血を抜かれ、真っ青になって死んでいる者達ばかりだった。
唯一村雨だけは血に濡れて死んでいた。
「ハバキ、国重、無骨、蝶丸、村雨、痣丸……皆死んでたよ、小烏丸」
「………そうですか」
小烏丸の、声が重い。
雷切はそう感じることしかできなかった。
隣に居る切刃は、いつもの無表情だ。だが、雷切の左手をしっかりと握って離さなかった。
お前は何があっても守る。そう言われているかのようだった。
「………ありがと、切刃」
「疑問。何の事だ」
「あぁ、いや……手。何か、すげえ安心する。ありがとな、切刃」
「理解。……そう言う事か。構わない、このくらい」
「……そっか」
「断言。雷切は寂しがりだから、俺が居ないとだめだろう」
「は、はぁ!?そんな事ねーっての!」
「疑念。では、お前は今夜一人で寝られるのか」
「ね、寝れねえ、けど」
「首肯。そうだろう。だから、俺が傍に居る」
「……わかってる。お前、そういう奴だもんな」
「不服。
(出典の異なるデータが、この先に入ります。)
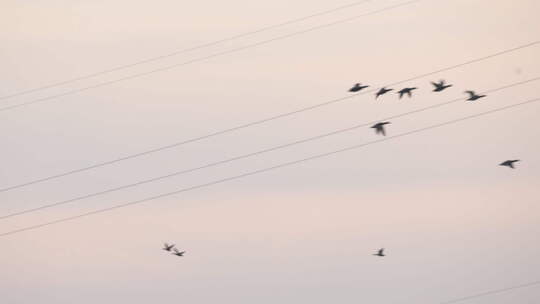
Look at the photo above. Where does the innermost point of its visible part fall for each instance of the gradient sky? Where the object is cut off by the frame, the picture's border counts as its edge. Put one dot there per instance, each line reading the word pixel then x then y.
pixel 453 222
俺ではいけないのか、雷切」
「ううん。切刃がいい。」
「……肯定。俺も、雷切がいい」
ぎゅっと切刃の手を握り返す。
希望であってほしい。ハバキ達の死を無駄にしない為に。
雷切のその想いは、すぐ打ち砕かれる事となるのだが。
それは小烏丸の放った一言だった。